Any sufficiently advanced technology is indistinguishable from Magic (Arthur C. Clark)

Introduction

Every day, millions of people logon to the Internet to view their favorite TV show on Netflix, or similar streaming services, or to watch the latest viral video on YouTube. Two things are paramount, 1) that they receive the best streaming quality available, and 2) the video starts to play as quickly as possible. There is nothing worse than a video that stops and starts, takes forever to view or constantly changes between viewable qualities (resolutions). Due to our limited download speeds (bandwidth), in most houses it is not uncommon to hear “Stop downloading, I’m trying to watch something on Netflix”.

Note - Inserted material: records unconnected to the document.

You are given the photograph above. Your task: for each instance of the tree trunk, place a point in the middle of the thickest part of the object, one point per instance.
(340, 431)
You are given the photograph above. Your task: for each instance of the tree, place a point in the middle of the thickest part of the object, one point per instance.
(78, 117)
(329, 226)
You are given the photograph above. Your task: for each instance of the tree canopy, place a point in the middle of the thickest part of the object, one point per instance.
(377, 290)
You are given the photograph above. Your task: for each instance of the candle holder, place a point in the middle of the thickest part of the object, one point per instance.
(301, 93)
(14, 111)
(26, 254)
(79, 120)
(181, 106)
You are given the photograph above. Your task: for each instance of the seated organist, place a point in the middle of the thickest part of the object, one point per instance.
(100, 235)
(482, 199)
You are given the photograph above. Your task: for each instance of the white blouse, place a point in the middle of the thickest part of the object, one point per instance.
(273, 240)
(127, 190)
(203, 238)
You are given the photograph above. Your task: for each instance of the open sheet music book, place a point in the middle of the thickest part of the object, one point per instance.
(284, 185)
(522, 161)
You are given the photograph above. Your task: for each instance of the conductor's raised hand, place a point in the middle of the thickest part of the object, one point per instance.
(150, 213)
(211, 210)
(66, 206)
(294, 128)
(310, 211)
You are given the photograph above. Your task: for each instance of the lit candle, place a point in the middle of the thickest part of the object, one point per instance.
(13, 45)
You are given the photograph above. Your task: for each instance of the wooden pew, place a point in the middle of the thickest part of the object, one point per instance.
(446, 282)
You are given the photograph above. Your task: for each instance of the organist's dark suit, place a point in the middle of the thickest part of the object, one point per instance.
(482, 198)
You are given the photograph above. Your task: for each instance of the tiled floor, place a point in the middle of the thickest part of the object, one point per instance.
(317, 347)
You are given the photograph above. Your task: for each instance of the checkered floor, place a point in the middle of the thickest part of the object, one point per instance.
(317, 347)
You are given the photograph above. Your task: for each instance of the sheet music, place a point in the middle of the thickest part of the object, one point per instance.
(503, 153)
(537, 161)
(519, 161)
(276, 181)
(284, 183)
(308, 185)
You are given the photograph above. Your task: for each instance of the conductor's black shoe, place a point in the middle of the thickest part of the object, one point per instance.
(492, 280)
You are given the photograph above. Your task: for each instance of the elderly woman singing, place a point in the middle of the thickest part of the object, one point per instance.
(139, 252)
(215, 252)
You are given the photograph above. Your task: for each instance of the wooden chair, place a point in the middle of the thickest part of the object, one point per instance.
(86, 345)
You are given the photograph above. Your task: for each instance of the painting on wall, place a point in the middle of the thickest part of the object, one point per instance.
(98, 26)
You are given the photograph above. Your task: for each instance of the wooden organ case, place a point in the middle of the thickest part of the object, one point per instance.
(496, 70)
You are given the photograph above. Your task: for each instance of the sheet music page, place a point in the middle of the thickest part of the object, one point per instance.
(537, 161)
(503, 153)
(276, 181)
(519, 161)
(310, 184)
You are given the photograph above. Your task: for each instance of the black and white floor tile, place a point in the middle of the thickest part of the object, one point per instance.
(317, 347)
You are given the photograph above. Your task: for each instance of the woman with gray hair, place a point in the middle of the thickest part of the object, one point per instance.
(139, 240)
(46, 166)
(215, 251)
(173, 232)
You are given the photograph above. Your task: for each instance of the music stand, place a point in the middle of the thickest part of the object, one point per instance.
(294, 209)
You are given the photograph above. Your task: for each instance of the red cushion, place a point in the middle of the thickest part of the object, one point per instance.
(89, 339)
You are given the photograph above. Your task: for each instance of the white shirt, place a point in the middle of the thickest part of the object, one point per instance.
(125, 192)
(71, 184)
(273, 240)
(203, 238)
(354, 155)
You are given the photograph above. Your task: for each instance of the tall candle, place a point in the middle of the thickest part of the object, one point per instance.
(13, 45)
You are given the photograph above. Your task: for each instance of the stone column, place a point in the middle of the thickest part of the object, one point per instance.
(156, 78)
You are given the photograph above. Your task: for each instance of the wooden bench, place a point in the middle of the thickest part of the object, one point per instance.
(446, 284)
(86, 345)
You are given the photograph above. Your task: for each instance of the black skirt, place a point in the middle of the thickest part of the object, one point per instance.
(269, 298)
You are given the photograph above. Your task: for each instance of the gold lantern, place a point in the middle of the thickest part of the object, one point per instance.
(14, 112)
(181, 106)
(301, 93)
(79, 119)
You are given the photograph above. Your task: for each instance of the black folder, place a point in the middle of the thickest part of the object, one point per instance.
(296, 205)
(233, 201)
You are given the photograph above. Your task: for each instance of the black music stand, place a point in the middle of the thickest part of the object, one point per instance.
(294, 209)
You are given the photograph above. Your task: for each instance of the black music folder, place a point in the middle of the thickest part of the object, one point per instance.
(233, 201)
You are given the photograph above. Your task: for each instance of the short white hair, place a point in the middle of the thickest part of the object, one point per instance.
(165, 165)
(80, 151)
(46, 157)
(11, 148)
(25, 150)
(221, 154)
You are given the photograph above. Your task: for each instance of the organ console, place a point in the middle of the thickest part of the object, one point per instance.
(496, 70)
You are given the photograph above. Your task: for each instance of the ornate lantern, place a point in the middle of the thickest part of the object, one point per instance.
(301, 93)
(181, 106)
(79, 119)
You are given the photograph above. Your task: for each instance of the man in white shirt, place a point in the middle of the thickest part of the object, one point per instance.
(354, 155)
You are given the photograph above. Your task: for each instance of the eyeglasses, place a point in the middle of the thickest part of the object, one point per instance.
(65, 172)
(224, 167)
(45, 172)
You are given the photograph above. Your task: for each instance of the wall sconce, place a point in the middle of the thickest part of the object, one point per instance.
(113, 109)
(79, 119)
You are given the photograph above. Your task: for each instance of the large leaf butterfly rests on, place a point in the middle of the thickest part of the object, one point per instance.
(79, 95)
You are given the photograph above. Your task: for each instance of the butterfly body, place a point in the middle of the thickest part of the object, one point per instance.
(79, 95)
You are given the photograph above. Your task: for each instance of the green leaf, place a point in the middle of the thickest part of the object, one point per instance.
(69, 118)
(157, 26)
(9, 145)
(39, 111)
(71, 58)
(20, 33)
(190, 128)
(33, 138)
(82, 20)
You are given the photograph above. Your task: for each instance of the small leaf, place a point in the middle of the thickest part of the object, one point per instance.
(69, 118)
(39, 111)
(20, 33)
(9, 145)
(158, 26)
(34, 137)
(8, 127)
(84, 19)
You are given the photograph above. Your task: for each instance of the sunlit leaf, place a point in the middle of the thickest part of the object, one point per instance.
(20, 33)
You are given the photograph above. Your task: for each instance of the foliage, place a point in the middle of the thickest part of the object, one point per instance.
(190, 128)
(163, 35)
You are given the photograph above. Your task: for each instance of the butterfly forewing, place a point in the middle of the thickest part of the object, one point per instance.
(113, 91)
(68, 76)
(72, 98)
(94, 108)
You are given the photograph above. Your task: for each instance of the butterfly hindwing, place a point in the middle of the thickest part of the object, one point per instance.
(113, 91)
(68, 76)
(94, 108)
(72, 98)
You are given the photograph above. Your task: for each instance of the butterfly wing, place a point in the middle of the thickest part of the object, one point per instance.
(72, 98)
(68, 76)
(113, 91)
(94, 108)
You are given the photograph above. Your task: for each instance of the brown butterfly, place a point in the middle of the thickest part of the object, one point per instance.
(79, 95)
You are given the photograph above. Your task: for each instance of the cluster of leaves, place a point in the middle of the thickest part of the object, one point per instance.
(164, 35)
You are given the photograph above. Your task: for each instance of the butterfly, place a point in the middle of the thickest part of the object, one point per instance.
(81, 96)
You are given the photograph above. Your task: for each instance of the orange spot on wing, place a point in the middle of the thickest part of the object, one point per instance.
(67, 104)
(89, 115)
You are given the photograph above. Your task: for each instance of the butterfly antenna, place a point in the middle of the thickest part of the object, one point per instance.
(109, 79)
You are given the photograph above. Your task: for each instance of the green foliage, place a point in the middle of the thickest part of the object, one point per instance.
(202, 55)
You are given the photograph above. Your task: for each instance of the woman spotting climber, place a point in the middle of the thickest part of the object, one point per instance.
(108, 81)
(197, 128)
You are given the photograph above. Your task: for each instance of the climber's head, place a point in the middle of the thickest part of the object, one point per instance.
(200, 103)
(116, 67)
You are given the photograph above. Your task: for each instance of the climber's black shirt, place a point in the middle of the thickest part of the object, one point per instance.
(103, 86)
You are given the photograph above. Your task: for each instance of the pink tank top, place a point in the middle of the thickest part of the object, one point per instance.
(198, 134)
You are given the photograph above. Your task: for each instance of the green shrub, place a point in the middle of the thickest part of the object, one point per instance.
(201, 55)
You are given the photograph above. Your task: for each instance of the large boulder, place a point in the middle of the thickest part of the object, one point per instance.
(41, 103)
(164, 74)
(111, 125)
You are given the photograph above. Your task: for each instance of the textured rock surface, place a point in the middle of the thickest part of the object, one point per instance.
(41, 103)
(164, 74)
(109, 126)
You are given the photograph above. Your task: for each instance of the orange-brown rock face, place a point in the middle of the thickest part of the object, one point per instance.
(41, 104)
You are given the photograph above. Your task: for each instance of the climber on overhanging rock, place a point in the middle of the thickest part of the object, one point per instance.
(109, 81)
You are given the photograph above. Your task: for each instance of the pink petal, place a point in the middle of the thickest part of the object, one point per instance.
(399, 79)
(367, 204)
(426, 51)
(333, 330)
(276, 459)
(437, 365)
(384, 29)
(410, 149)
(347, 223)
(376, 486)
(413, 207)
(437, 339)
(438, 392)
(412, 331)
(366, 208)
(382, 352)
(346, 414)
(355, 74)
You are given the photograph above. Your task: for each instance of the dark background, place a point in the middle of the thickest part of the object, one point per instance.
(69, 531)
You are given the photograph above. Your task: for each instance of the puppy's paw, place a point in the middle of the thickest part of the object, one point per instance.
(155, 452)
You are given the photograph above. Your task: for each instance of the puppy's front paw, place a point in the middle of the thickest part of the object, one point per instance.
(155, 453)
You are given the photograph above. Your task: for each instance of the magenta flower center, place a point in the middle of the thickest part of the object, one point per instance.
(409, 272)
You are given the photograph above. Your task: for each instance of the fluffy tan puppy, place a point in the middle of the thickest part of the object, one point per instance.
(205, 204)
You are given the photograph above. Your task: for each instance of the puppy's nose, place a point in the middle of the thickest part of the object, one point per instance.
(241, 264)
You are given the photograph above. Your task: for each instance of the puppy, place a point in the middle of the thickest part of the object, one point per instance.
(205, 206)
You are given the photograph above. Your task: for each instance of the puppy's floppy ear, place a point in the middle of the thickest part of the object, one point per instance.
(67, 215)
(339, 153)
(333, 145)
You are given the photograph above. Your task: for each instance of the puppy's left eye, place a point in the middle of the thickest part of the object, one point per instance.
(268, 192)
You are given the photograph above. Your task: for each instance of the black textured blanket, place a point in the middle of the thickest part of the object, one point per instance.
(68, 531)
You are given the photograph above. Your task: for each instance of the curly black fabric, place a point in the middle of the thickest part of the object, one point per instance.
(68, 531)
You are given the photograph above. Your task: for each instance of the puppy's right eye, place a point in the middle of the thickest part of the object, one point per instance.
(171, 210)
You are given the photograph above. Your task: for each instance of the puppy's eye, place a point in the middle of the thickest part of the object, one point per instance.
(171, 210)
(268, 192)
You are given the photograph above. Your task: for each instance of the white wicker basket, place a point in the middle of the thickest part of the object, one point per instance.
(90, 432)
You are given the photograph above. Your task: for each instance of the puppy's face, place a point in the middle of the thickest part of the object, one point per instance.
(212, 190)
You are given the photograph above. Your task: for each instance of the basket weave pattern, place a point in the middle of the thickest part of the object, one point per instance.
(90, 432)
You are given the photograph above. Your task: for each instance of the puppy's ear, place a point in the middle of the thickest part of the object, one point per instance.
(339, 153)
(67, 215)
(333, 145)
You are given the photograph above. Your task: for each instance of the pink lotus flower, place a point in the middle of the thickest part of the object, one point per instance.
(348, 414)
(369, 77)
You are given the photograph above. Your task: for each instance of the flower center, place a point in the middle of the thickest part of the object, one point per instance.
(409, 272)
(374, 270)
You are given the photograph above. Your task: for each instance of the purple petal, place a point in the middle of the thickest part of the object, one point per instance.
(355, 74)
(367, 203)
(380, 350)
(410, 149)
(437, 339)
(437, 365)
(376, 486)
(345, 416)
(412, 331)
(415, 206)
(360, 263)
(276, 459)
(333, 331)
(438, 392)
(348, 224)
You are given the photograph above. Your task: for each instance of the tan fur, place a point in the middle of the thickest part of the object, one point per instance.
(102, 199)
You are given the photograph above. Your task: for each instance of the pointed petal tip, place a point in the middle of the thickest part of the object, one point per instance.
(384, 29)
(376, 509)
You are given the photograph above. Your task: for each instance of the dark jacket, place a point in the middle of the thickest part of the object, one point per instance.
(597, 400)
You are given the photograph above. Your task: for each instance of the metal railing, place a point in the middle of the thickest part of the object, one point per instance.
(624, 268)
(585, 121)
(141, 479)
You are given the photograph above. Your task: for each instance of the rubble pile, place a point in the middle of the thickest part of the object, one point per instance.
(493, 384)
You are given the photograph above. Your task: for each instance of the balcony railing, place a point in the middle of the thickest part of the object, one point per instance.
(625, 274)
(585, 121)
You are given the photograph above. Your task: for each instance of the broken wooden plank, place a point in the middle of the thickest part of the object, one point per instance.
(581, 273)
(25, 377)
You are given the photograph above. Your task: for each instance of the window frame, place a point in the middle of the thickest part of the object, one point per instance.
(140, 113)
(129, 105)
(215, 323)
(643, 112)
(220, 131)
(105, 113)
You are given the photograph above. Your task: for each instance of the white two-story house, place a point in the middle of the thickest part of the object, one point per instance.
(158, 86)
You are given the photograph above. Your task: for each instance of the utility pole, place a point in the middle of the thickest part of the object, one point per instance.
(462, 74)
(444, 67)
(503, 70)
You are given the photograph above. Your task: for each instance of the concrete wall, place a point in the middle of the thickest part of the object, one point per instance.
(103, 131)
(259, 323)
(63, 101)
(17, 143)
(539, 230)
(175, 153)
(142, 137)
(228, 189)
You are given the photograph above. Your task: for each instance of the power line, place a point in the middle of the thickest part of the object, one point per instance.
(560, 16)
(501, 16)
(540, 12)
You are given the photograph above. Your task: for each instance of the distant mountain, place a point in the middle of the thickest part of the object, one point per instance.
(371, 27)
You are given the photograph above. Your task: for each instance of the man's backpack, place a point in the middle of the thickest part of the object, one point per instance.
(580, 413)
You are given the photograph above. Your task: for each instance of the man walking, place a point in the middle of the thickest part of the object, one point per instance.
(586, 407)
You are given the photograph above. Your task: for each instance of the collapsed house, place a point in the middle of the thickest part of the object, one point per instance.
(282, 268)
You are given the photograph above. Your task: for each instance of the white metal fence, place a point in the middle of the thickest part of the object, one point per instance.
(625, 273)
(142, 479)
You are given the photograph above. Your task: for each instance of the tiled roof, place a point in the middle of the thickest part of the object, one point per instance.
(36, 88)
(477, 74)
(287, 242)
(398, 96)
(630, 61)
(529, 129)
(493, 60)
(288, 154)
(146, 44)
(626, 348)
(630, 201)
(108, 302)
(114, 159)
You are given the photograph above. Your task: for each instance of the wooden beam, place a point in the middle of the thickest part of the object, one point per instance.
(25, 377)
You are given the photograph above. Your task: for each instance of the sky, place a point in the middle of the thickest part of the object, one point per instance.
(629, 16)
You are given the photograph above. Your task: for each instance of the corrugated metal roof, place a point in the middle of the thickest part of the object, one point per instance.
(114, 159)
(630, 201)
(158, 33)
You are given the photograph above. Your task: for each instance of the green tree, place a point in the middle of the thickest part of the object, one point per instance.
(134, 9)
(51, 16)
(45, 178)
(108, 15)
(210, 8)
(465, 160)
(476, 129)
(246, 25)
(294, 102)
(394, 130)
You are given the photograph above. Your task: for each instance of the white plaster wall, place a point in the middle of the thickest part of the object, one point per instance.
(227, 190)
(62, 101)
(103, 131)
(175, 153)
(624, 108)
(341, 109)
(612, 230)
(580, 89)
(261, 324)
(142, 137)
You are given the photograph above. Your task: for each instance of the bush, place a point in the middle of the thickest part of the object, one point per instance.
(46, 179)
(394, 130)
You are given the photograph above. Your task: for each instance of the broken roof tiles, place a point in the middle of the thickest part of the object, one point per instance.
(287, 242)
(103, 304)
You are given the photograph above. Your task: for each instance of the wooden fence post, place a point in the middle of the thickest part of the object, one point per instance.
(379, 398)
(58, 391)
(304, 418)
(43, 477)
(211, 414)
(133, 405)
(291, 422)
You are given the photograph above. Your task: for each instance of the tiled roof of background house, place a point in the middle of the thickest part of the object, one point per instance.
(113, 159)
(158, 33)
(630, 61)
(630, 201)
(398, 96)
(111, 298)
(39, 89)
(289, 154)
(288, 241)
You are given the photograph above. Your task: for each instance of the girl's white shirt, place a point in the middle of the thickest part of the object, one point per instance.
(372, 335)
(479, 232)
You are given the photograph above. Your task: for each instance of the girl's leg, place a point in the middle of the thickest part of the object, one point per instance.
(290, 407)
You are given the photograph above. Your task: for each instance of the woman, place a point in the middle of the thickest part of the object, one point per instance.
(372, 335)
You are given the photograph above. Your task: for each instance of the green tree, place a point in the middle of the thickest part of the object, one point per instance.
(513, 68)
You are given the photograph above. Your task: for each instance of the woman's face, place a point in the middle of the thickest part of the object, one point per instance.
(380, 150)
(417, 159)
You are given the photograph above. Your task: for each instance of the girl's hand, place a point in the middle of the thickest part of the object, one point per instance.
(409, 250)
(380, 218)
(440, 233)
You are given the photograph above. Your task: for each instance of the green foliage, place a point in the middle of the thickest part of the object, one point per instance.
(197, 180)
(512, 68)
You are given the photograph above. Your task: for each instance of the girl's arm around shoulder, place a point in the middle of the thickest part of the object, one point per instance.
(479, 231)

When we couple this rise in online streaming with the growing number of portable devices (smart phones, tablets, laptops) we see an ever-increasing demand for high-definition online videos while on the move. This demand for mobile streaming highlights the need for adaptive video streaming schemes that can adjust to available bandwidth, where the cellular or Wi-Fi network can limit the quality of the video streaming, and can provide us with graceful changes in video quality, all while increasing our viewing satisfaction. This is the focus of my research. To date my research colleagues and I have developed three new schemes and have a patent pending.

How far we have come

It is a cold Friday night in December 1983, three weeks before Christmas. In the living room, adults and children are huddled round an impossibly large 21” color television, its soft irradiating glow adding to the festivities. To place the size of the TV in context, it is marginally smaller than a Ford Fiesta. The children are waiting for “The Late Late Toy Show” to begin, while the adults are hoping no new toy will be asked for, which would upset the letter already sent to Santa. Happy happy memories… If you were lucky, or wealthy enough, you had a second TV in an adjacent room, possible a 14” portable. Again let me also place the 14” portable in context. On average it would take four rather strong children to move this 14” portable, that said it was easier to move the 14” compared to the Ford fiesta in the living room.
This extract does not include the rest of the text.